AT&T fired up the U-verse TV machine again with the launch Wednesday of the Internet-protocol-TV service in limited areas of Milwaukee and Racine, Wis. -- even as a federal lawsuit filed by the city of Milwaukee seeking to block the rollout remains unresolved.

On Dec. 20, the city of Milwaukee filed a suit against the United States’ largest telco in the U.S. District Court for the Eastern Division of Wisconsin, Milwaukee division, asking the court to declare whether U-verse TV is a cable product and seeking to force AT&T to pay cable-franchise fees. The city also sought a preliminary injunction against AT&T until the parties could work out an agreement.

Vince Moschella, deputy city attorney for Milwaukee, confirmed that the lawsuit against AT&T is still pending. However, he added, the city is at the same time “attempting to negotiate an interim operating agreement” with the telco.

AT&T spokeswoman Jenny Parker said the telco proceeded with the rollout in Milwaukee because “we are in good-faith negotiations with the city of Milwaukee and [are] making some progress.”

AT&T notified the city 30 days ago of its launch plans, Parker said, and it made a “binding commitment” to the main issues the municipal government cares about -- revenue sharing and support for public, education and government (PEG) channels. “The commitments will remain in effect while any legal issues are resolved either through a settlement with the city or the courts,” she said.

Time Warner Cable is the incumbent cable provider in both Milwaukee and Racine.

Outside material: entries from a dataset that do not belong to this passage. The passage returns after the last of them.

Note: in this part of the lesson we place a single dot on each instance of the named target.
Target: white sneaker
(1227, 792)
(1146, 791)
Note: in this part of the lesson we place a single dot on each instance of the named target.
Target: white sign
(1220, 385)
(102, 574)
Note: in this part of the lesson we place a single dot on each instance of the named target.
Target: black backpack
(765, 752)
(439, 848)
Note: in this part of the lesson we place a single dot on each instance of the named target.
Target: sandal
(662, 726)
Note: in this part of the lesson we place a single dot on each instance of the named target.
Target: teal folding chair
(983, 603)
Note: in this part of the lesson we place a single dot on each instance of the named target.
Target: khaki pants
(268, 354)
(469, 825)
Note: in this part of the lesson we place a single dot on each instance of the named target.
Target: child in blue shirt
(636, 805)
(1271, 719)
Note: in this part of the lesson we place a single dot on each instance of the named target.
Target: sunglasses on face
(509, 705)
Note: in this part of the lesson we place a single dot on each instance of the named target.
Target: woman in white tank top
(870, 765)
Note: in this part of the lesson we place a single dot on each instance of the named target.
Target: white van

Elsewhere in the telco’s traditional 13-state service footprint, AT&T next plans to roll out U-verse TV in parts of the Dallas-Fort Worth metro area in early March and then Kansas City later in the month. That would bring U-verse to 15 markets by the end of the first quarter -- a milestone the telco had hoped to hit by the end of 2006.

AT&T initially deployed U-verse TV in June in San Antonio, where the company is based. It announced service availability in parts of Houston in November and then in nine other markets in late December.

The company suspended marketing activities behind U-verse TV in October as it ironed out some glitches with the IPTV software provided by Microsoft. Starting in mid-February, the telco resumed direct-marketing efforts, including employing door-to-door sales representatives in neighborhoods where U-verse TV service is available, the company said.

AT&T said it now has about 7,000 U-verse TV subscribers. It reported having 3,000 as of Dec. 31, 2006, which was unchanged from the previous quarter.